Fakirlik, yoksulluk artıyor. Bir milletvekili arkadaşımız önerge vermiş. ‘Ankara’da kaç kişi doğal gaz faturasını ödemedi’ diye. 2021’in ilk 8 ayında 107 679’a çıkıyor. Şimdi saray ve şürekasına sormak zorundayız. Beyefendi sen orada rahat otuyorsun, bir elin yağda bir elin balda. Bu adamcağız doğal gaz faturasını ödeyemediği için doğal gaz saati kapatılıyor. Kim doğal gazı kapatılan fakir ve fukaranın yanında olacak? Biz olacağız. Bir yılda akaryakıta gelen zam tam 46 kez. Cumhuriyet tarihinde hiç böyle bir şey yaşamadık. Sormak lazım. Haydi dolar gelince zam yapılıyor biz anladık, düşünce niye yapıyorsun. Hazine tam takır ondan mı? Elektriğe yüzde 127 zam. Nasıl geçinecek bu esnaf? Küçük fason iş yapan aile işletmeleri var, yüzde 90 fason işletmeler kapatıldı. Kimse farkında bile değil. Belki bunların tamamı AK Parti’ye oy verdiler. Kelleci Mahallesi’nden İbrahim Karakaya şöyle diyor, ‘bu zamana kadar hiç böyle dar boğazla karşılaşmamıştık. Mollaahmetler Mahallesinden Zeliha Karaya şöyle diyor, ‘elektrik çalıştığımızı kurtaramadığı için çalışmayı bıraktık kim iyi yapacaksa o gelsin artık.’ Zeliha kardeşim hiç meraklanma, geliyor gelmekte olan ve düzelteceğiz.
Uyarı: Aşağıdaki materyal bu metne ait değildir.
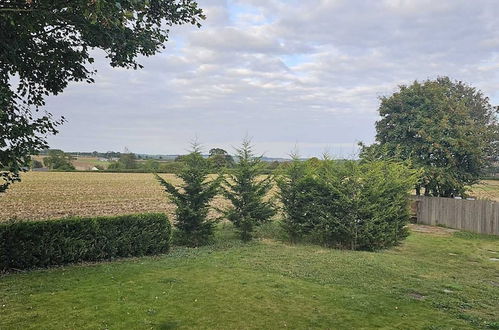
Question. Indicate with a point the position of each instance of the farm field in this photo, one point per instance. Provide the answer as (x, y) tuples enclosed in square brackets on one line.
[(436, 279), (487, 189), (43, 195), (81, 163)]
"Erdoğan tefecilere hizmet ediyor"
Ne diyorlardı, cumhuriyet tarihinin en büyük soygununu gerçekleştirdiler, bir avuç insana milyarları kazandırdılar. Ne dediler, ‘faizi düşürüyoruz’ dediler. Herkes dedi ki, ‘Erdoğan faizi düşürecekse her türlü desteği verelim.’ Kasım ayının başında 19,44, Aralık başında 22,70’e çıkıyor, ocak başında devletin beş yıllık borçlanma faizi yüzde 22,70’ten 26.34’e çıktı. Hani faizler düşüyordu? Bu faizleri kim ödeyecek? 84 milyon ödeyecek. Faiz artıyor, dolar da yükseliyor. Bu vatandaş iki ayrı yerden negatif olarak etkileniyor ve geliri eriyor ve fakirleşiyor. Tefecilere hizmet eden kişinin adı Erdoğan’dır. Öyle faize karşı, bunların hepsi hikâye. Çıksın şunu söylesin, ‘Bay Kemal’ desin, ‘sen faiz yükseldi diyorsun, tam tersine düştü’ desin. Desin. Diyebilir mi? Diyemez. Duyabilir mi? Duyamaz. Haksızlık olduğunu biliyor mu? Biliyor. Kime hizmet ediyor? Tefecilere hizmet ediyor. 84 milyona değil. Dolar baronlarına hizmet ediyor, vatandaşa değil.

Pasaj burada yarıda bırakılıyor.